For his tiny, frantically fleeing costars, Godzilla’s a tough scene partner: ungiving improviser, often plays to the camera, goes annoyingly Method on every shoot. But mostly, he’s difficult to share a screen with in a literal, visual capacity, his sheer size either overtaking the frame when glimpsed from mortal vantage or rendering people as puny ants from his.
Every entry in the sprawling, oft-rebooted franchise has wrestled with the question of scale as it finds its place on a spectrum between “human story plagued by giant lizard” or “giant lizard story nagged by humans,” a balance easily miscalculated. The twenty-story-tall poster boy’s recent exploits in Hollywood have managed to have it neither way instead of both, overdosing on lore while dawdling with characters who cannot hope to be as interesting as their reptilian upstager.
Gareth Edwards was onto something with his 2014 take, which abstracted our species as a collective concept, an insignificant plank in the way of a flattening force of nature shaken loose when the bombs detonated at Hiroshima and Nagasaki.

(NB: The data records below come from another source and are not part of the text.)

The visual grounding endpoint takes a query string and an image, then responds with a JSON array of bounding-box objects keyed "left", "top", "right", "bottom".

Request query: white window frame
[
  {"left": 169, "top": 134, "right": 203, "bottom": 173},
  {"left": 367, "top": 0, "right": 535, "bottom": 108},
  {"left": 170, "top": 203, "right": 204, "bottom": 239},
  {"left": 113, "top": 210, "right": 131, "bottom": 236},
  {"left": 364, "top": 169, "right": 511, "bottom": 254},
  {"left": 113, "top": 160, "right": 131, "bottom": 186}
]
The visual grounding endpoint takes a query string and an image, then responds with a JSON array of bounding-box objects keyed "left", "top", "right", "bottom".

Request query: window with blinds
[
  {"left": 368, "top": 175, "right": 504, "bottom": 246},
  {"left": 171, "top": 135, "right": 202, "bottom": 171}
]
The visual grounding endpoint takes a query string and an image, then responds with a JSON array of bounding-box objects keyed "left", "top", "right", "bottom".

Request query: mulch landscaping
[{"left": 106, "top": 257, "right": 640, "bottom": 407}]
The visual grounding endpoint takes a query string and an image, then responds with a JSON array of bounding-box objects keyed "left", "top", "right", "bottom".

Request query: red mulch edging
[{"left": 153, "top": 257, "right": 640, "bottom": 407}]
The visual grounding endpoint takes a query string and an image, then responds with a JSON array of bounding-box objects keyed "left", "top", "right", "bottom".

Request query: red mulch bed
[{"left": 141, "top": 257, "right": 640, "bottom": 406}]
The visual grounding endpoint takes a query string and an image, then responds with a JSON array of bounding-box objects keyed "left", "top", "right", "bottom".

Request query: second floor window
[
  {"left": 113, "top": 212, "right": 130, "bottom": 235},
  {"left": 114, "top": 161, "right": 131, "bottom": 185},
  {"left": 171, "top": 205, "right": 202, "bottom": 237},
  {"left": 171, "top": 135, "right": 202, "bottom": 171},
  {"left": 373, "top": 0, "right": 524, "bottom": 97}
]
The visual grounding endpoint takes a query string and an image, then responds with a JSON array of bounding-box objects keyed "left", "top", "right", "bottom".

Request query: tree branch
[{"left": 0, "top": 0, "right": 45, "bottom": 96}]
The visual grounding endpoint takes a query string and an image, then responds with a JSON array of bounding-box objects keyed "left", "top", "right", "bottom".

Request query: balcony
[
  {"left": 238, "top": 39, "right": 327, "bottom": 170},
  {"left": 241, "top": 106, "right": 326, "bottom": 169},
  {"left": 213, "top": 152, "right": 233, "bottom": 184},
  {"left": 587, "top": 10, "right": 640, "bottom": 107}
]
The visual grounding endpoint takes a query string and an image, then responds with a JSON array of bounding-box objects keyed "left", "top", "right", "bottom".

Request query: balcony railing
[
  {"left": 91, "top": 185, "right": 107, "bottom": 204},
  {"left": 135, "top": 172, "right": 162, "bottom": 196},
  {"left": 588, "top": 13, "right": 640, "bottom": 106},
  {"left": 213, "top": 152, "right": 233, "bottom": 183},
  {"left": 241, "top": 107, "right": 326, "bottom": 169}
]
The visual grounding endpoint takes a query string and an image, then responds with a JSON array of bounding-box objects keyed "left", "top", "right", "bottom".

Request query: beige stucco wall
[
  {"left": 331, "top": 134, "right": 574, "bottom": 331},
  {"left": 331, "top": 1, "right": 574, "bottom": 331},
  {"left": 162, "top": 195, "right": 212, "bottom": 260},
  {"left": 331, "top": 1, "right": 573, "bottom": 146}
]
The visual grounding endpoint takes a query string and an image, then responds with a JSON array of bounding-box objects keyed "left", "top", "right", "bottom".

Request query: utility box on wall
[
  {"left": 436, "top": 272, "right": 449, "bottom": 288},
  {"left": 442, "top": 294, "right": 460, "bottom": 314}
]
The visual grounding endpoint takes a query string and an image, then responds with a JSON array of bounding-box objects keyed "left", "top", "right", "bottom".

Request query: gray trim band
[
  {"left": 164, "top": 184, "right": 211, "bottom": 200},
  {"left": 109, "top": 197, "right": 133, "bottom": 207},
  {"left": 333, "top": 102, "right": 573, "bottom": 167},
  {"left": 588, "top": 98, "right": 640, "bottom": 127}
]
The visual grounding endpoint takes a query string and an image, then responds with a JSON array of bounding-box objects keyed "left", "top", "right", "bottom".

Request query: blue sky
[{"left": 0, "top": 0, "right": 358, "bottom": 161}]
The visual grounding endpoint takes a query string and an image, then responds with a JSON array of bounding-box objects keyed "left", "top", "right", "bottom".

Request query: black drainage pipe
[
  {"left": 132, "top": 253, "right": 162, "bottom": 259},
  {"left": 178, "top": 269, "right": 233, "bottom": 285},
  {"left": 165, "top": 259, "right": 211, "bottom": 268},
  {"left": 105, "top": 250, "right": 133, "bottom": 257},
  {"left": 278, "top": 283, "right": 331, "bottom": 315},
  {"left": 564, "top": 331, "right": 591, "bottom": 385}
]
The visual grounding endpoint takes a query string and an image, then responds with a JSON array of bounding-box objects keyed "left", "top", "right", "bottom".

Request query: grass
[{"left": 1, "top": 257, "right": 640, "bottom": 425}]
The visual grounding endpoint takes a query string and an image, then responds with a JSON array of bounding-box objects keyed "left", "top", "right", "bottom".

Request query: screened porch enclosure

Born of atomic age anxiety, Godzilla has always been a creature of ideas, his stature so grand as to be historical more than melodramatic.
Of course the big guy’s home studio of Toho understands this better than anybody, as evident in 2016’s reinvigorating “Shin Godzilla,” in which bureaucratic red tape held up the defensive countermeasures as a comment on the mismanaged Fukushima meltdown of 2011. With estimable brawn and brain, its follow-up “Godzilla Minus One” returns to the primal scene of nuclear devastation to ponder the value of an individual life in the face of mass death, and finds a handful worth fighting for.
In judging the nobility of self-sacrifice against the ambiguous morality of kamikaze warfare — posed as an injustice not to its targets, but rather to the Japanese soldiers spent like bullet casings by an indifferent state — writer/director Takashi Yamazaki does more than find a renewed purpose for an IP asset impervious to irrelevance. He’s reconciled the series’ pop thrills with the heaviness of its political subtext more skillfully than anyone since the rubber-suit days by melding the two into an ideological spectacle to rival Sergei Eisenstein’s, both in its foregrounded populist leanings as well its rousing, cathartic montage in action.
Godzilla celebrates the big 7-0 this year, but you wouldn’t guess it. He’s as vital as ever.
He looks good for his age, and we can tell because most of the key scenes takes place in broad daylight, a much-appreciated rejoinder to the plague of nocturnal smudginess de rigeur in America’s comparatively mortifying excuses for blockbusters. His skin texture is noticeably craggier in keeping with his briny monster-of-the-deep genesis, at this point known well enough that the film can afford to instead track the origins of one Kōichi Shikishima (Ryunosuke Kamiki).
In the last gasps of World War II, the would-be suicide bomber gets cold feet and fakes engine trouble, only for the maintenance stopover to suffer a Godzilla attack he can’t bring himself to stop. His lingering survivor’s guilt dovetails with the last-ditch effort of a citizen band doing what the government won’t to curtail the laser-breath-shooting menace, led by a more likable version of the indistinct scientist (Hidetaka Yoshioka) obligatory in these films. On top of their formidable foe, they face underfunding and a lack of international assistance due to U.S.-Soviet tensions, left to live or not by the same military that sends its expendable human resources to dispose of unexploded mines.
Shikishima’s minimization and objectification at the hands of Japan itself can only be combatted by the love of his not-quite-wife (Minami Hamabe) and the infant they take in after she’s orphaned in the air raids. A certain sluggishness sets in during the domestic passages they share, though it’s invariably dispelled in short order by one of the many clashes photographed with a Wagnerian thunderousness: a “Jaws” riff on the high seas, an aerial dogfight giving Pete “Maverick” Mitchell a run for his money, the obliteration of Tokyo complete with musical theme and citizens scrambling not to get crushed underfoot.
With commendable spatial consistency and crisp CGI, these shows of force strike the right note of terrible awe, deepened by Yamazaki’s emphasis on how much is at stake. Shikishima matters, not because he’s so special but specifically because he isn’t, just one cell in the larger population that constitutes the true protagonist.
The film threads the needle of epic intimacy by identifying a personal element too expansive to be trivial, a battle we all take up together in solidarity. Next to the toenail of Godzilla, any single person becomes an anonymous blip of an organism; as one, the human species can start to contend with the cultural enormity of a behemoth the size of centuries, not skyscrapers.
“Godzilla Minus One” is now playing in theaters.